Poet and novelist Richard Katrovas will read from his upcoming memoir The Years of Smashing Bricks at Vanderbilt University on Tuesday, Feb. 6.
Katrovas, who teaches writing at Western Michigan University, will appear at 8 p.m. in Room 101 of Buttrick Hall on the Vanderbilt campus. The event is free and open to the public.
Katrovas has written six books of poetry, the short story collection Prague USA, the novel The Mystic Pig, and the memoir The Republic of Burma Shave.
Katrovas has mined his eventful early life for the memoirs. He lived in cars and motels across America with his family as a child while his father pursued petty crimes and cons. When his father went to prison, the family lived on welfare in public housing projects.

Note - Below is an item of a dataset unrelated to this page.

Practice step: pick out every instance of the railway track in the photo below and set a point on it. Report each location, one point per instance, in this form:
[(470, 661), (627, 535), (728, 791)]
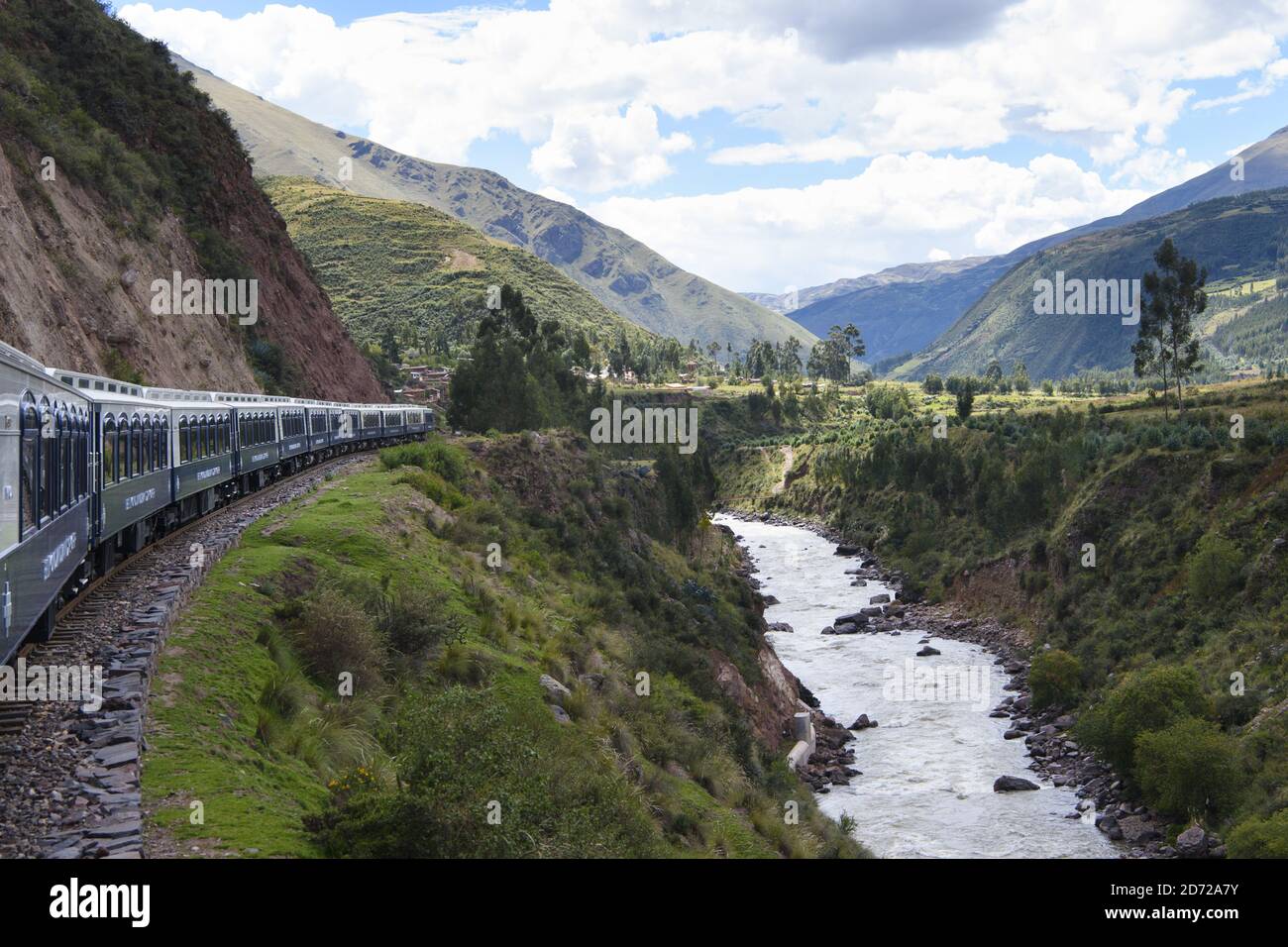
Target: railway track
[(69, 776)]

Relatives adopted Katrovas as a teenager and moved him to Japan, where he earned a black belt in karate. He taught karate and worked in restaurants in San Diego and New Orleans and eventually earned a master of fine arts from the Iowa Writers‘ Workshop.
The New York Times Book Review said Katrovas‘ work is “tough, direct, gritty, full of wonder.”
“There is nothing meek about Mr. Katrovas. … He sings with an authority that is guided by compassion, but an unblinking eye for what is beautiful within what is not.”